La presse francophone ne tarit pas d’éloge sur la nomination d’Alexia Bertrand au poste de Secrétaire d’État au budget et à la consommation. Elle souligne les brillantes études de cette femme politique, passée subitement du MR à l’Open Vld. Quand le pouvoir est l’objectif ultime au détriment du bien commun, les serviteurs médiatiques n’ont d’autres choses à souligner pour mettre le parvenu en valeur que ses études ou son sourire… Cette nouvelle nomination n’est qu’une preuve supplémentaire du désintérêt complet de la caste pour les gens, caste réduite à une poule sans tête prise dans une course sans fin aux fonctions de pouvoir. 

Lubo Duržo

Les journaux les plus attentifs soulignent l’intelligence de la manœuvre. Bertrand briguait la place de ministre des Affaires étrangères et aurait été choquée par la nomination d’Hadja Lahbib à ce poste. Elle avait en effet été de 2015 à 2019 la cheffe de cabinet du ministre de l’époque, Didier Reynders et semblait taillée pour cette responsabilité.

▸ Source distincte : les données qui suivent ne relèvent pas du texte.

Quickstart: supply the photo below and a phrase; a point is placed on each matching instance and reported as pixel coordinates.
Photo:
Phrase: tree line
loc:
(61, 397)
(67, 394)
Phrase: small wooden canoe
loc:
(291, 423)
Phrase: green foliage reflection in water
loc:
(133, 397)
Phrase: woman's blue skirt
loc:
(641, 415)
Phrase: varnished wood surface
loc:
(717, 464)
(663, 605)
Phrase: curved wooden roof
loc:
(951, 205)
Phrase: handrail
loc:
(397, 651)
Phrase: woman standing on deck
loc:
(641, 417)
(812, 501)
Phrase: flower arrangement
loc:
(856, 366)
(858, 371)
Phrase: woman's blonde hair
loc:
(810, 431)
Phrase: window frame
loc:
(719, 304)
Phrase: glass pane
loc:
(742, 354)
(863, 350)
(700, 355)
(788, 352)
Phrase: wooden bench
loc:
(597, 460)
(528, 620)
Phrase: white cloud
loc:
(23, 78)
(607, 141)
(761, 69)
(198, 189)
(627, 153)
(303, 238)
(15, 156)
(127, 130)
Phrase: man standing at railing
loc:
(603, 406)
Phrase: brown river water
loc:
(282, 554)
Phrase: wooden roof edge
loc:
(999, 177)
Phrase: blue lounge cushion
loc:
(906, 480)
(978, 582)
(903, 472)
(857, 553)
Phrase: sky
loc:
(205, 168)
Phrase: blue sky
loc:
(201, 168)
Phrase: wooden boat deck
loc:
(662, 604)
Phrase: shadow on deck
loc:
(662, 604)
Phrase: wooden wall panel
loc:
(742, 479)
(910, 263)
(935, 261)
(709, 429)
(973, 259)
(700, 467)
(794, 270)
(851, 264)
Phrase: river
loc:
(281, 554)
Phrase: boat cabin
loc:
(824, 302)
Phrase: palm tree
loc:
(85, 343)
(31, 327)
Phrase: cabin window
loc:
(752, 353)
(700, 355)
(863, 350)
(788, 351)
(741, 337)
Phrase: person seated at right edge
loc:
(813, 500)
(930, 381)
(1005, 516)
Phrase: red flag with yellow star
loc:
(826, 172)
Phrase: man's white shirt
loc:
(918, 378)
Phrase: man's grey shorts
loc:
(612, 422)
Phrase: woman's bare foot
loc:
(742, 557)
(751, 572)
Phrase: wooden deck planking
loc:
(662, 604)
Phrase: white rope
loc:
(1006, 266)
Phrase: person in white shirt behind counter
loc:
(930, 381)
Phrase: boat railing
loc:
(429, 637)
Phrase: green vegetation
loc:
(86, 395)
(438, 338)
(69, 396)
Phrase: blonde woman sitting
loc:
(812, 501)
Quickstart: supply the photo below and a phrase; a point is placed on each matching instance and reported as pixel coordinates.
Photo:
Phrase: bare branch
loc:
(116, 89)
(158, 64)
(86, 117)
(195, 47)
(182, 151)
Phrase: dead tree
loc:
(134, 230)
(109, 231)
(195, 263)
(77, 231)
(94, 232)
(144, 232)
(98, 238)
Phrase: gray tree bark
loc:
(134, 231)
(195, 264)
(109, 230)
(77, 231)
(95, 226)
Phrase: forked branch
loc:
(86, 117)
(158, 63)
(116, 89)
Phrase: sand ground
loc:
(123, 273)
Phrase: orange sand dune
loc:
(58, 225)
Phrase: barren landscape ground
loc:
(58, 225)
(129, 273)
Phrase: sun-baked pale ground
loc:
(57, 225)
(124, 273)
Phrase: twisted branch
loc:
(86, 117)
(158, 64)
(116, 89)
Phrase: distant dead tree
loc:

D’aucuns voyaient se rallumer la guerre entre reyndersiens et michelliens. Boucher ayant joué un mauvais tour à l’héritière spirituelle de Reynders.

Qui est Alexia Bertrand?

Maintenant, la vraie question est : qui est vraiment Alexia Bertrand ? Elle est la fille de Luc Bertrand, le milliardaire belge qui a longuement dirigé Ackermans & van Haeren, la multinationale d’origine anversoise qui chapeaute de nombreuses sociétés dont l’un des leaders mondiaux du dragage, la société Deme. 

Or Deme a été condamnée en Suisse pour corruption dans une affaire de contrat gigantesque avec le Nigeria. Elle a dû rembourser près de 35 millions d’euros(1). La même société est poursuivie en Belgique dans le cadre d’une autre affaire de corruption révélée par le FBI en Russie. Il s’agit d’une somme de près de 8 millions d’euros payée aux fonctionnaires russes en charge de l’octroi du marché du dragage du passage du Nord(2). Alexia Bertrand était administratrice d’Ackermans pendant toutes ces années.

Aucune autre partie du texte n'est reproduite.